Emily snorted, folding her arms at her chest. "Cheaper than a divorce."

"You are never getting married if that's your rationale."

She waved him off, silent for the moment. "What if we Raise Dave again?"

"You want to bring Poltergeist back? No. First, someone is bound to see Dave's body by now so there will already be too many questions about what looks like a satanic ritual. And I don't even know if it's possible to Raise someone twice." He shook his head again. "No kid. No matter what happens, Dave needs to stay dead."

"Then it's good ole' fashion detective work to prove it was Maria before she can strike again," Emily said, rather too giddy given what she'd seen that night. "Let's go to her house."

"Oooh, hard pass. Confronting a potential murderess at night with my kid when I know zero self defense? No, we're going home. We're not telling my Dad what happened, and I'll come up with a game plan tomorrow."

"You mean 'we'," Emily said. " We will come up with a game plan. I'm here. If I can learn to Raise the dead, I can help you solve an easy murder mystery."
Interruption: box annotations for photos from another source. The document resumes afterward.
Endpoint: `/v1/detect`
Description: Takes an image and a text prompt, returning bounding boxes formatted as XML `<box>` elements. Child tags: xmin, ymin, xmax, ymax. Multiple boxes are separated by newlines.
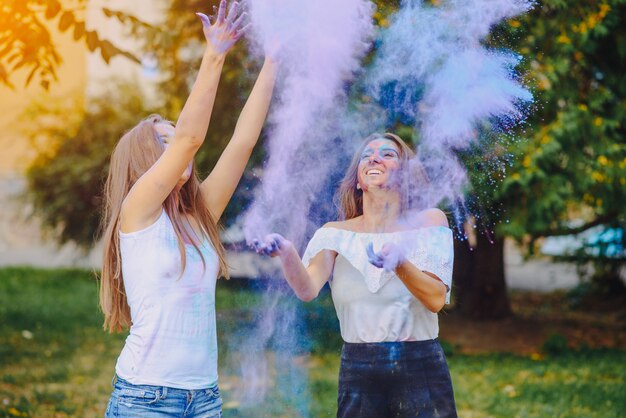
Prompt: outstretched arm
<box><xmin>121</xmin><ymin>0</ymin><xmax>241</xmax><ymax>232</ymax></box>
<box><xmin>201</xmin><ymin>58</ymin><xmax>277</xmax><ymax>219</ymax></box>
<box><xmin>254</xmin><ymin>234</ymin><xmax>337</xmax><ymax>302</ymax></box>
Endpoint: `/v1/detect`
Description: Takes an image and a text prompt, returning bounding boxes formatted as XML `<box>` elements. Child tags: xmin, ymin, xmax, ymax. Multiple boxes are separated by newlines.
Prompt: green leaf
<box><xmin>86</xmin><ymin>30</ymin><xmax>100</xmax><ymax>52</ymax></box>
<box><xmin>59</xmin><ymin>10</ymin><xmax>75</xmax><ymax>32</ymax></box>
<box><xmin>100</xmin><ymin>40</ymin><xmax>117</xmax><ymax>64</ymax></box>
<box><xmin>74</xmin><ymin>22</ymin><xmax>85</xmax><ymax>41</ymax></box>
<box><xmin>44</xmin><ymin>0</ymin><xmax>61</xmax><ymax>20</ymax></box>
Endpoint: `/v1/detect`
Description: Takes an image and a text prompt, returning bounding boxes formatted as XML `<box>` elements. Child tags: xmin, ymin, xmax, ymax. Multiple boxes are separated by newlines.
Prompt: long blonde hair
<box><xmin>335</xmin><ymin>132</ymin><xmax>427</xmax><ymax>220</ymax></box>
<box><xmin>100</xmin><ymin>115</ymin><xmax>228</xmax><ymax>332</ymax></box>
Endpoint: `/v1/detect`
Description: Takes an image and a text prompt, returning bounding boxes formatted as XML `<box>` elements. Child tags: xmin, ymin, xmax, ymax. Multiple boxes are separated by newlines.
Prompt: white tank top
<box><xmin>115</xmin><ymin>211</ymin><xmax>219</xmax><ymax>389</ymax></box>
<box><xmin>302</xmin><ymin>226</ymin><xmax>454</xmax><ymax>343</ymax></box>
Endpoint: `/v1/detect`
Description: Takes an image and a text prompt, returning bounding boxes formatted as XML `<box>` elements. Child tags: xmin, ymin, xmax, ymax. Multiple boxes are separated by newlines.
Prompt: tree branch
<box><xmin>535</xmin><ymin>211</ymin><xmax>618</xmax><ymax>238</ymax></box>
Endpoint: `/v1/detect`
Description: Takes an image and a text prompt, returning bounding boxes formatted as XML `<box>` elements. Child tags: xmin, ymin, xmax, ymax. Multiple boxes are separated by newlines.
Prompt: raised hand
<box><xmin>196</xmin><ymin>0</ymin><xmax>249</xmax><ymax>54</ymax></box>
<box><xmin>366</xmin><ymin>242</ymin><xmax>405</xmax><ymax>271</ymax></box>
<box><xmin>251</xmin><ymin>234</ymin><xmax>292</xmax><ymax>257</ymax></box>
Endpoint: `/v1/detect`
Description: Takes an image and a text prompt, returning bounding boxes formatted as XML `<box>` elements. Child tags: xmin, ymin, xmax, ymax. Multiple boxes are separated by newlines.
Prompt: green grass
<box><xmin>0</xmin><ymin>268</ymin><xmax>626</xmax><ymax>417</ymax></box>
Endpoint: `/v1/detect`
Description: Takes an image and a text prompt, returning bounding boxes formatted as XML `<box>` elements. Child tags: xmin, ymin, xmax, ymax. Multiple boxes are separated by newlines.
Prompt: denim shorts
<box><xmin>104</xmin><ymin>376</ymin><xmax>222</xmax><ymax>418</ymax></box>
<box><xmin>337</xmin><ymin>339</ymin><xmax>457</xmax><ymax>418</ymax></box>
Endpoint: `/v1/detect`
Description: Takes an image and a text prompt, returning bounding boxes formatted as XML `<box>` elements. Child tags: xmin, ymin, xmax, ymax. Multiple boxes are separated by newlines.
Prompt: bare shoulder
<box><xmin>417</xmin><ymin>208</ymin><xmax>450</xmax><ymax>228</ymax></box>
<box><xmin>322</xmin><ymin>221</ymin><xmax>349</xmax><ymax>229</ymax></box>
<box><xmin>322</xmin><ymin>215</ymin><xmax>363</xmax><ymax>231</ymax></box>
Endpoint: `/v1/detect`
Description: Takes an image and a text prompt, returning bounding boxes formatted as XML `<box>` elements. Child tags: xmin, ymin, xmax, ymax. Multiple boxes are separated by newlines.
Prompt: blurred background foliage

Shane knew Emily meant gathering a plan to solve Dave Fever's murder. But the only plan he intended to make was how to get out of this case and out of this town as fast as possible. The Eastern European voice from LA popped back in his head, " Don't go far, Bravo. We'll need you again soon."

We leave tomorrow, Shane thought as he turned the heat as high as it would go. The chills stuck to his body regardless. He drove as fast as possible away from Dave Fever's body and the threat of more murder to come.